1. [ ] YAML frontmatter valid (no colons in description)
2. [ ] Trigger keywords current in description
3. [ ] All `./references/` links resolve
4. [ ] Pipeline steps numbered consistently
5. [ ] Shell commands tested against a real repository
6. [ ] Append changes to [evolution-log.md](./references/evolution-log.md)

Overview

This skill discovers valuable, non-obvious work in GitHub fork ecosystems by looking beyond stars. It combines branch-level divergence analysis, upstream PR cross-referencing, tags/releases, timestamp clustering, and domain heuristics to surface forks worth attention. The output is a tiered, actionable report with cherry-pick candidates and maintenance signals.

How this skill works

Start by taking an upstream baseline (stars, forks, default branch, last push) and listing forks with pagination. Filter out bulk mirrors using timestamp clustering, then compare default and non-default branches to detect ahead/behind/diverged status. Enrich findings with commit content checks, tag/release detection, open-issue counts, repo rename detection, and upstream PR cross-references to recover force-pushed or rebased work.
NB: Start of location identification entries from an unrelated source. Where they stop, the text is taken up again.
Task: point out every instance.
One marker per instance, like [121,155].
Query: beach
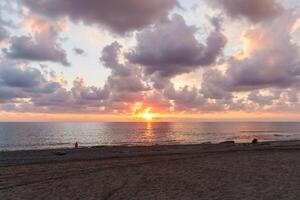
[268,170]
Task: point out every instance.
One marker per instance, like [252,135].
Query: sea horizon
[51,135]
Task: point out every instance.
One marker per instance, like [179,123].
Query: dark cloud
[119,16]
[78,51]
[23,82]
[170,48]
[40,47]
[270,59]
[253,10]
[3,33]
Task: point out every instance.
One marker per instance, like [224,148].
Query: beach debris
[254,141]
[228,142]
[60,153]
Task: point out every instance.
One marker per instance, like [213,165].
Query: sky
[129,60]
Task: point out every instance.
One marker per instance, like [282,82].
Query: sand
[208,171]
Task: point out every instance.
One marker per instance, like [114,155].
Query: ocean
[44,135]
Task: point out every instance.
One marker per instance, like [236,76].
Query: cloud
[23,82]
[270,58]
[40,47]
[119,16]
[78,51]
[125,83]
[253,10]
[3,34]
[165,50]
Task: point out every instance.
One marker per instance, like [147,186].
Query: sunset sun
[148,116]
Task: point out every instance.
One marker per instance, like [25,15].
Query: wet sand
[225,171]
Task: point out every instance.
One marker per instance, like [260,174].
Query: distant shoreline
[267,170]
[105,152]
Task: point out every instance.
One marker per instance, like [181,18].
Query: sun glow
[148,116]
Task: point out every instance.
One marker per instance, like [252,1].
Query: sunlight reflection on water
[14,136]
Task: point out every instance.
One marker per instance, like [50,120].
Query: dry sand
[227,171]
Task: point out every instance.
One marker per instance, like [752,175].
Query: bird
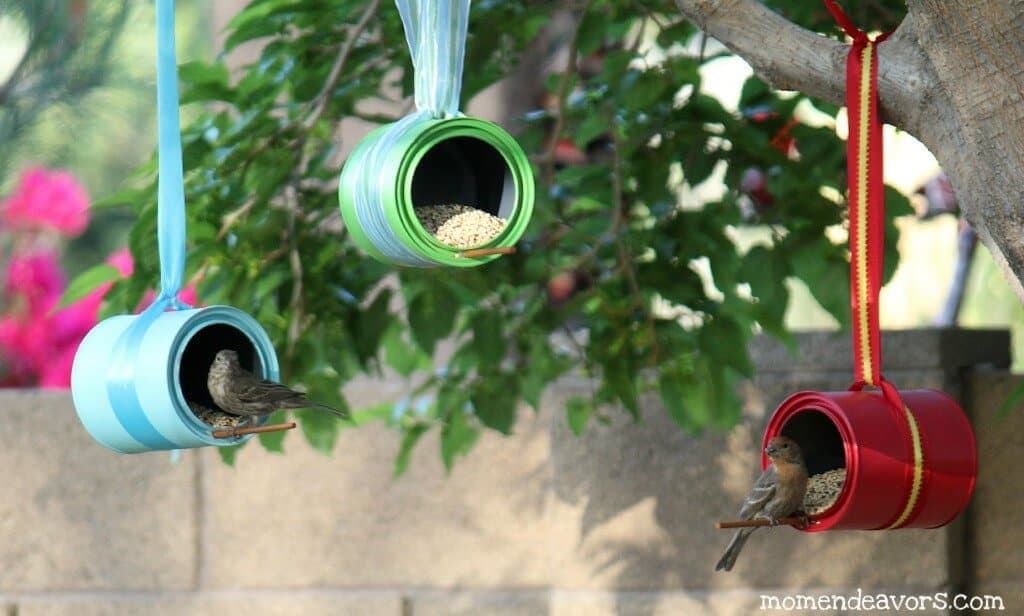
[778,492]
[239,392]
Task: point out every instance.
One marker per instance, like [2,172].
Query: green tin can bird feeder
[436,187]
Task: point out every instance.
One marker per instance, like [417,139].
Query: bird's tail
[341,413]
[735,545]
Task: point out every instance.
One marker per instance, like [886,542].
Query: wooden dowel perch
[486,252]
[233,432]
[795,521]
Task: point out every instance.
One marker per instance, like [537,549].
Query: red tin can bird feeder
[909,457]
[899,473]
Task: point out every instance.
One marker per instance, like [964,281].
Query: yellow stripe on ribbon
[919,470]
[860,242]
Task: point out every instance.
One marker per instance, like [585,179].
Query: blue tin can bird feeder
[434,157]
[135,377]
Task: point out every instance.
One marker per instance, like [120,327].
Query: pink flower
[38,278]
[56,372]
[47,200]
[123,261]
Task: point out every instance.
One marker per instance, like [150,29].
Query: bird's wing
[264,391]
[760,494]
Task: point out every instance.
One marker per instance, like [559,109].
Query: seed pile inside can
[822,490]
[460,226]
[213,416]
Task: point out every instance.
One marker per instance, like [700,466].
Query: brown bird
[778,492]
[238,392]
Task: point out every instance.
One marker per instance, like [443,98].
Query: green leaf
[1013,400]
[724,340]
[371,323]
[593,126]
[578,412]
[488,344]
[380,411]
[86,282]
[431,316]
[458,437]
[495,400]
[404,357]
[409,440]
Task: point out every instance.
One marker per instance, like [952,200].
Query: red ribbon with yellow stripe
[867,204]
[867,213]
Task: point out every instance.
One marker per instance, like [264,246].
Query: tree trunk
[952,75]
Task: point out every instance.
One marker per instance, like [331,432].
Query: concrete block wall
[619,521]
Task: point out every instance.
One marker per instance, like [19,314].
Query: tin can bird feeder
[436,158]
[901,472]
[909,457]
[135,379]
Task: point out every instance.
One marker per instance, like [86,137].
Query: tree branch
[788,57]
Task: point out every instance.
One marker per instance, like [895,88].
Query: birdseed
[214,418]
[460,226]
[822,490]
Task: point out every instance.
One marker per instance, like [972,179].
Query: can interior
[199,354]
[819,440]
[464,171]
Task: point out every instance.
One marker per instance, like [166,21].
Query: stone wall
[615,522]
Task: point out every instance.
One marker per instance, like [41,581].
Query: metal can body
[898,474]
[132,380]
[420,161]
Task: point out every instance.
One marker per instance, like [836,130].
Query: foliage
[623,274]
[67,55]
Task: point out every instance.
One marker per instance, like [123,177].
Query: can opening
[199,354]
[464,171]
[824,455]
[819,440]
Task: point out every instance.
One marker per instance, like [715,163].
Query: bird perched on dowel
[239,392]
[778,492]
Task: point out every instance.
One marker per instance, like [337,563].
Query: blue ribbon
[435,31]
[170,188]
[170,238]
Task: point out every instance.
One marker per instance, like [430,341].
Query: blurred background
[89,110]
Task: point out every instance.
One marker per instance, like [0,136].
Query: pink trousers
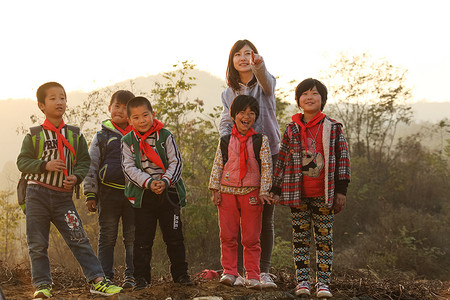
[246,211]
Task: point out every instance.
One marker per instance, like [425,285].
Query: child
[311,175]
[152,165]
[53,167]
[104,185]
[240,181]
[247,75]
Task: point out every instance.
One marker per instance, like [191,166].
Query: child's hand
[266,199]
[216,197]
[69,182]
[339,202]
[256,59]
[91,205]
[56,165]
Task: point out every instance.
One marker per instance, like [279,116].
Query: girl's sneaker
[253,284]
[323,291]
[240,281]
[105,288]
[228,279]
[267,281]
[303,289]
[43,291]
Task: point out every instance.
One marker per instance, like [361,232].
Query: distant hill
[16,112]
Rank forks into tiers and produce a concise recommendations report.

When to use it

You want to find feature work that stars-only filters miss.
Triage a new repository to identify maintenance or feature candidates quickly.
Evaluate a specific fork for cherry-pick or upstream merge readiness.
Prioritize work for backporting, packaging, or platform enablement.
Detect cross-fork convergence indicating unmet upstream demand.

Best practices

Always load the appropriate template (Full Analysis, Quick Scan, or Targeted Evaluation) before running analysis.
Use timestamp clustering to remove mirror noise — it typically eliminates 85%+ of forks.
Check non-default branches for any fork with recent pushes or multiple branches — many substantive changes live there.
Cross-reference upstream PR history to recover force-pushed or rebased contributions hidden from compare APIs.
Prioritize signals in this order: branch divergence, upstream PRs, tags/releases, commit email domains, then stars.

Example use cases

5‑minute triage of a new open-source repo to produce a short list of divergent forks.
Deep analysis to find Tier 1 major extensions suitable for cherry-pick into upstream.
Targeted evaluation of a single fork to produce a patch/merge plan and list of relevant commits.
Identify infrastructure and packaging work (CI/CD, Cargo.toml, CMakeLists) useful for releases and distribution.
Detect multiple forks solving the same problem to inform product decisions or feature prioritization.

FAQ

How do you avoid bulk mirrors and forks with no real work?

Group forks by pushed_at timestamps and skip clusters where many forks share identical timestamps; unique timestamps flag forks worth inspecting.

What if a fork force-pushed and shows 0 ahead_by?

Cross-reference upstream PR history and author activity; force-pushed work often appears in PR records even when compare APIs show no ahead commits.